Okay, maybe Nile had been putting the announcement off. It was kind of obvious that she’d have to go back—more and more people are getting kidnapped for brain farms every day, and she and Quynh were only making a dent—but she might have been a little evasive about her plans when she’d shown up to surprise Booker earlier in the week. 

“Oh. Yeah. I mean. Didn’t I say?”

He gives her a look like she should know better. “No, I think I would have remembered that.”

“Well, okay,” Nile says defensively, “I didn’t talk dates or anything, but obviously I’m not gonna just stay here in Ukraine with you forever. I don’t know anything about setting up schools for refugees.”

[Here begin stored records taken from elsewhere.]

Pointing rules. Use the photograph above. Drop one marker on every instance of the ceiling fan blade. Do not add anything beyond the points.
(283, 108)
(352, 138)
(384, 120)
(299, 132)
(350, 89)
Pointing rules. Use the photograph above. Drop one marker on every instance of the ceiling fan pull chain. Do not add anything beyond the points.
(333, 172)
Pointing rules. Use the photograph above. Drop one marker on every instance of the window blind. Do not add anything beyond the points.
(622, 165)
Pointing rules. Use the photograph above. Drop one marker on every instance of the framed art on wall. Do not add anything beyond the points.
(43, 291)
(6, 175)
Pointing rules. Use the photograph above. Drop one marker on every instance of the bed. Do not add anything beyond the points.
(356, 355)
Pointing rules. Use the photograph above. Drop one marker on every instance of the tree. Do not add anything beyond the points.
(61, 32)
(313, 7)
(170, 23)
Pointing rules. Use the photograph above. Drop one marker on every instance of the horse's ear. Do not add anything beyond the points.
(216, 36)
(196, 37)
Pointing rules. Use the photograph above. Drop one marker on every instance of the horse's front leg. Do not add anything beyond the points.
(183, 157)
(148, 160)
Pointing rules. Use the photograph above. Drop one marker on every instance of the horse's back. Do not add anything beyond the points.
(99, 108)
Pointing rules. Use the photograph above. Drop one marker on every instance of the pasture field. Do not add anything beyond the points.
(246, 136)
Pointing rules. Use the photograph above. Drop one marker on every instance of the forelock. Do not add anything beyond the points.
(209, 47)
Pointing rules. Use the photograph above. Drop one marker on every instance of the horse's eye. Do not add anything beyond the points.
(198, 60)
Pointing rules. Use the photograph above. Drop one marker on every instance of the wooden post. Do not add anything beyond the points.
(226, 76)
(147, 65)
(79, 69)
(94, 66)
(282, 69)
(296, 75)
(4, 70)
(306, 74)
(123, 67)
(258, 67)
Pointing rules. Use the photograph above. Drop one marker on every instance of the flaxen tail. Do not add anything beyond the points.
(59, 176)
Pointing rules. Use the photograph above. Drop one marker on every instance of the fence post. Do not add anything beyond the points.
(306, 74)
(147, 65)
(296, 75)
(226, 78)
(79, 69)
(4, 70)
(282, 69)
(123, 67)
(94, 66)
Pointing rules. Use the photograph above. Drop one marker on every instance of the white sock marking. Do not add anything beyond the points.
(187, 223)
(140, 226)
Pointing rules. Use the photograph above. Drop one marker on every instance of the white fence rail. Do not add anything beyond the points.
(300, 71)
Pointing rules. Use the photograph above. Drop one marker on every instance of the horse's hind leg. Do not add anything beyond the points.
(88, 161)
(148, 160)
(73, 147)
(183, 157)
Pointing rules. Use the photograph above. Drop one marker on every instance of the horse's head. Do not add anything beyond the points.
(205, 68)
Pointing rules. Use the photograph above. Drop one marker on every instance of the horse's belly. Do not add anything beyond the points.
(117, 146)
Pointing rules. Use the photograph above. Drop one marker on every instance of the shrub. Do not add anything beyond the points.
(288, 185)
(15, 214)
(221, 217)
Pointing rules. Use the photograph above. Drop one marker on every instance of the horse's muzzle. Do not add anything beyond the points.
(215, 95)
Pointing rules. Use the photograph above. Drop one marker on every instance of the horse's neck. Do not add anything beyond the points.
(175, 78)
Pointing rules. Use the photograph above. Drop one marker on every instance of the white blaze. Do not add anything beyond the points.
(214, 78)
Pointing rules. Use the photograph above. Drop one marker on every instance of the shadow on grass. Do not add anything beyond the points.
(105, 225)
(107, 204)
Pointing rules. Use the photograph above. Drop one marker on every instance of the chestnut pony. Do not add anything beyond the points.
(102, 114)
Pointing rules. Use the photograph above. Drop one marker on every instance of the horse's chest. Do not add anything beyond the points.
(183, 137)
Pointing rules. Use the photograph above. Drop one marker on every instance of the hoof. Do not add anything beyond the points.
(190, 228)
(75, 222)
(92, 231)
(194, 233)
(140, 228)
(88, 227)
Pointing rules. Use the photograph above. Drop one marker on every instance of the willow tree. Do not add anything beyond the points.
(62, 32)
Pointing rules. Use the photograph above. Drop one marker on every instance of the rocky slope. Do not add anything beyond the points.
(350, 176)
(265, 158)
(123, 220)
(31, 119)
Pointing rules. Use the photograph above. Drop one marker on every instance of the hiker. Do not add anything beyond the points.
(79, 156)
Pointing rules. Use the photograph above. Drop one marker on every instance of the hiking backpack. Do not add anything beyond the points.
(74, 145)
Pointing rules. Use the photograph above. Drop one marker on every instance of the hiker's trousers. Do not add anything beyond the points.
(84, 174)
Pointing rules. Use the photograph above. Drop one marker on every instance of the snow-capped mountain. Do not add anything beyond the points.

Booker nods slowly. “Obviously,” he repeats. “Except you ‘obviously’ weren’t telling me on purpose. Since when do we leave it to unspoken assumption that we’re going on jobs?”

He’s absolutely correct; it was a weird move on her part, but she isn’t interested in admitting that. 

“Yeah but you always get so twitchy when I visit you here and then have to leave; I was trying to postpone the conversation for a bit.”

“I’m capable of having a conversation—I’ve grown up that much,” Booker says reproachfully. 

“Last time I visited, you disappeared for the last two days I was here!” Nile retorts. “How ‘grown up’ is that supposed to be?”

“Work was-“

“Oh bullshit about work, don’t lie to me! The whole year you’ve been here, whenever I visit, you get huffy and obnoxious to be around at some point, and eventually, I noticed a pattern.”

Her heart is beating way too fast. They don’t need to be having this conversation the way they are: Booker with his arms crossed, Nile with her fists clenched in her lap, but he’s just so stupid, and such a dick, and if he can’t be normal, then she’s not going to turn this train wreck around. 

“You don’t have to tiptoe around me; I don’t need to be managed,” Booker shoots back. 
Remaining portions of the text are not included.